"itsme213" <itsme213 / hotmail.com> schrieb im Newsbeitrag 
news:NUe3e.22640$1H3.7060 / tornado.texas.rr.com...
> "Robert Klemme" <bob.news / gmx.net> wrote
>
>> From all that I know you can't because you cannot do any of these:
>>
>>  - bind an instance method of A to B (unless B is a superclass of A)
>>
>>  - convert a method to a proc that is usable with instance_eval.
>>
>> The question is: does it make sense to do that?
>
> How do you mean "make sense"?

"Does it make sense to steal a method from a class and make it execute on 
another classes instance?"  I mean, you cannot generally expect that all 
methods the "stolen" method requires are present in the other class.  (I 
know that's why you use the fallback but then again, what does one gain? 
You can, for exaple, inject methods temporarily into the other instance.)

> Does my desired behavior make sense (it does to me)?

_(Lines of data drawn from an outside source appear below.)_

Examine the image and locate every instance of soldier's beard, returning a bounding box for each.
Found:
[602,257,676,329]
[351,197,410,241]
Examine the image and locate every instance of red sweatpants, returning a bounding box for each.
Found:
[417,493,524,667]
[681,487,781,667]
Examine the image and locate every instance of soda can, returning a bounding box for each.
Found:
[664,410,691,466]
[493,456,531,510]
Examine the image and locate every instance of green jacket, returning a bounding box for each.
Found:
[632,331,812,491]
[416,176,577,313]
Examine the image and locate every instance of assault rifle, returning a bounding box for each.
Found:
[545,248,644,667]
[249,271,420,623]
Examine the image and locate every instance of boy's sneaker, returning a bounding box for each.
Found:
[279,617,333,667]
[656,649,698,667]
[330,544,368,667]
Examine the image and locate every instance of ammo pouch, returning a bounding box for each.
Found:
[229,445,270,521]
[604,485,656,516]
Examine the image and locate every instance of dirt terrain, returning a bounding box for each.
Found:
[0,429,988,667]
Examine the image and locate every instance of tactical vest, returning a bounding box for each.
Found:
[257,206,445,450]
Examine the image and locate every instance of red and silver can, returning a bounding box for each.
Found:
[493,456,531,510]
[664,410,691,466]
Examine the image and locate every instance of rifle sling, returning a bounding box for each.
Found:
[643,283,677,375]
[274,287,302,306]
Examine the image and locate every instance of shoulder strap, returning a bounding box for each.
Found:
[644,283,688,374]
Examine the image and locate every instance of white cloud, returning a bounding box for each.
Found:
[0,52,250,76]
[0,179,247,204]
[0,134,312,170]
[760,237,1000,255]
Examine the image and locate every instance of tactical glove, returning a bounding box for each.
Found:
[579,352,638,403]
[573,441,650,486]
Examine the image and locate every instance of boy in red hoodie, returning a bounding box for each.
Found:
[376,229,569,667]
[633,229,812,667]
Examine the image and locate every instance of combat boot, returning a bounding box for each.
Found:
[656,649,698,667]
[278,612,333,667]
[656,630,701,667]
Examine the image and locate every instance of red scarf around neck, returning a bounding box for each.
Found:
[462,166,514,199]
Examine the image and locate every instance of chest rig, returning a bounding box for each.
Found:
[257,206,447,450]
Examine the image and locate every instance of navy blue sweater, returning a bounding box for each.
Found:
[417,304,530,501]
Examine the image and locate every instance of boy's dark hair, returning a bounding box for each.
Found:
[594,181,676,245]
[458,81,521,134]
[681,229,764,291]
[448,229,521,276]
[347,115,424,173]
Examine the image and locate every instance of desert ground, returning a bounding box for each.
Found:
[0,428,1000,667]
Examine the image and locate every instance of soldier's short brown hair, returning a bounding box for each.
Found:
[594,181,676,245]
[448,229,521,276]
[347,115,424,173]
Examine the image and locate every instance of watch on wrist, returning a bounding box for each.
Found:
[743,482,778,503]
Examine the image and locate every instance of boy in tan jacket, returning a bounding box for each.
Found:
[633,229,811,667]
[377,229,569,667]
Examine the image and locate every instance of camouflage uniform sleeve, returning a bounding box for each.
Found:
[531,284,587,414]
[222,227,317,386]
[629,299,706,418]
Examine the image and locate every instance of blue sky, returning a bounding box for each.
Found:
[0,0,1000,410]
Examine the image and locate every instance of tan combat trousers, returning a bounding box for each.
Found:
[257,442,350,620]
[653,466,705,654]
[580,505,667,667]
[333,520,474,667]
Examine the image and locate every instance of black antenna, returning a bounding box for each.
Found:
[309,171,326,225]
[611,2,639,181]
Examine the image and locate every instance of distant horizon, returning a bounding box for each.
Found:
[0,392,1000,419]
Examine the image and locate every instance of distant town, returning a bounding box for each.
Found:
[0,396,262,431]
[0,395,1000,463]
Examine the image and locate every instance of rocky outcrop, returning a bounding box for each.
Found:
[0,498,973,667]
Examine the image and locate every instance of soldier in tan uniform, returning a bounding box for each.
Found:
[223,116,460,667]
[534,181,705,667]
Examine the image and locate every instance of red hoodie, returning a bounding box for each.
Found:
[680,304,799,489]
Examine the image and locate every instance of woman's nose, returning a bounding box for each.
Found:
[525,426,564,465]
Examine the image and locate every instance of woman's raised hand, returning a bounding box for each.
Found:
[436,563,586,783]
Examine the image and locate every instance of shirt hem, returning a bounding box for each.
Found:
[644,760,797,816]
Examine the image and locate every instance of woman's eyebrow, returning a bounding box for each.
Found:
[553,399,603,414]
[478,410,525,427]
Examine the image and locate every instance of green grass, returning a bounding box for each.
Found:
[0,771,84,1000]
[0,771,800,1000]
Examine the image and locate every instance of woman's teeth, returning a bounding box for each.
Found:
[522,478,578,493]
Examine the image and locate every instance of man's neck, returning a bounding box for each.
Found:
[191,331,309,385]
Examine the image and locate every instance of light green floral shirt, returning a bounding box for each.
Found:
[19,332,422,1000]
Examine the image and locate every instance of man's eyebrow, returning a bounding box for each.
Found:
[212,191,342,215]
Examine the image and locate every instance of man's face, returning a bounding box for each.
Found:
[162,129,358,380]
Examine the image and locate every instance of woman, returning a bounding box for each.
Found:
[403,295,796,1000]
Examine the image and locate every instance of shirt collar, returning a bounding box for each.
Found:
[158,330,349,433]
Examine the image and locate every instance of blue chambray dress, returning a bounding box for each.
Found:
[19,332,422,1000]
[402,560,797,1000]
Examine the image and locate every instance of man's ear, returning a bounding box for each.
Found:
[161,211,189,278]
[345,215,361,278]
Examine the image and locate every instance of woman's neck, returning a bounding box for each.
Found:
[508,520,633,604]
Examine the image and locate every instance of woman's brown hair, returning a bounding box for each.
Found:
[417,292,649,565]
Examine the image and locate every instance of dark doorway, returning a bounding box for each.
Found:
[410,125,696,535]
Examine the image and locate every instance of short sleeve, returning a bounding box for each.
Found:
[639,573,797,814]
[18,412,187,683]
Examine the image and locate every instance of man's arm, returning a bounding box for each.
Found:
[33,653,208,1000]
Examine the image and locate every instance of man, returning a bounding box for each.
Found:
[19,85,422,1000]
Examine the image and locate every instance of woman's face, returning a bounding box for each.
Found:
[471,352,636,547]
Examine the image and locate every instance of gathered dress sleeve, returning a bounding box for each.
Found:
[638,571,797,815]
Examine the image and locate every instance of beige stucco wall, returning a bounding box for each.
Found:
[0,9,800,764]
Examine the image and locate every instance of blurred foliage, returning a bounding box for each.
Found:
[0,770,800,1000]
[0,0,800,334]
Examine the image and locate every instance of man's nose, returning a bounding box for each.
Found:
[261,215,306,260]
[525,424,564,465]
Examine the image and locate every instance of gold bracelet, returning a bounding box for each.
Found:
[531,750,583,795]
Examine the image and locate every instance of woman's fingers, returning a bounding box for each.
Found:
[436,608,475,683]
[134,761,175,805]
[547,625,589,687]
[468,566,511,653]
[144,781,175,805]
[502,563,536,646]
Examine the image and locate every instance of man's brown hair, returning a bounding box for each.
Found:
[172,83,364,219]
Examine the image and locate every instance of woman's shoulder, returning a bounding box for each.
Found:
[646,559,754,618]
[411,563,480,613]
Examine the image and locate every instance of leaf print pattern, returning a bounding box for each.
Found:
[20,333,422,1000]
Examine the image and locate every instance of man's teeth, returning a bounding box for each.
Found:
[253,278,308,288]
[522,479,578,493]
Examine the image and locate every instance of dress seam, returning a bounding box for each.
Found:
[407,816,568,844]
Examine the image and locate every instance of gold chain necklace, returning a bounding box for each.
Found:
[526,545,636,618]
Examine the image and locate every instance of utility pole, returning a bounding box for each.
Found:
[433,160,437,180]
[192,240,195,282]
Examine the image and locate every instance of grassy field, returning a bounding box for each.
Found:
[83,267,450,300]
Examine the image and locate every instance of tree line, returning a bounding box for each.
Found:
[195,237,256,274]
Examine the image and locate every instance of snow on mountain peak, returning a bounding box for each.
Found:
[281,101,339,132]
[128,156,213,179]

Apparently. :-)  But in what use case do you need this?  Although Ruby is 
amazingly dynamic not all features we can think of actually make sense.

> Or does it make sense for Ruby to permit one of the 2 approaches you
> suggest (#2 does, not sure I understood #1)?
>
> Thanks.
>
> btw, my guess at what the instance_eval version might look like:
>
> class B
> def initialize delegatee
>   @a = delegatee
> end
> def method_missing sym, *args, &block
>  m = @a.method sym
>  self.instance_eval m, *args, &block
> end
> end

Won't work as far as  my experiements seem to indicate.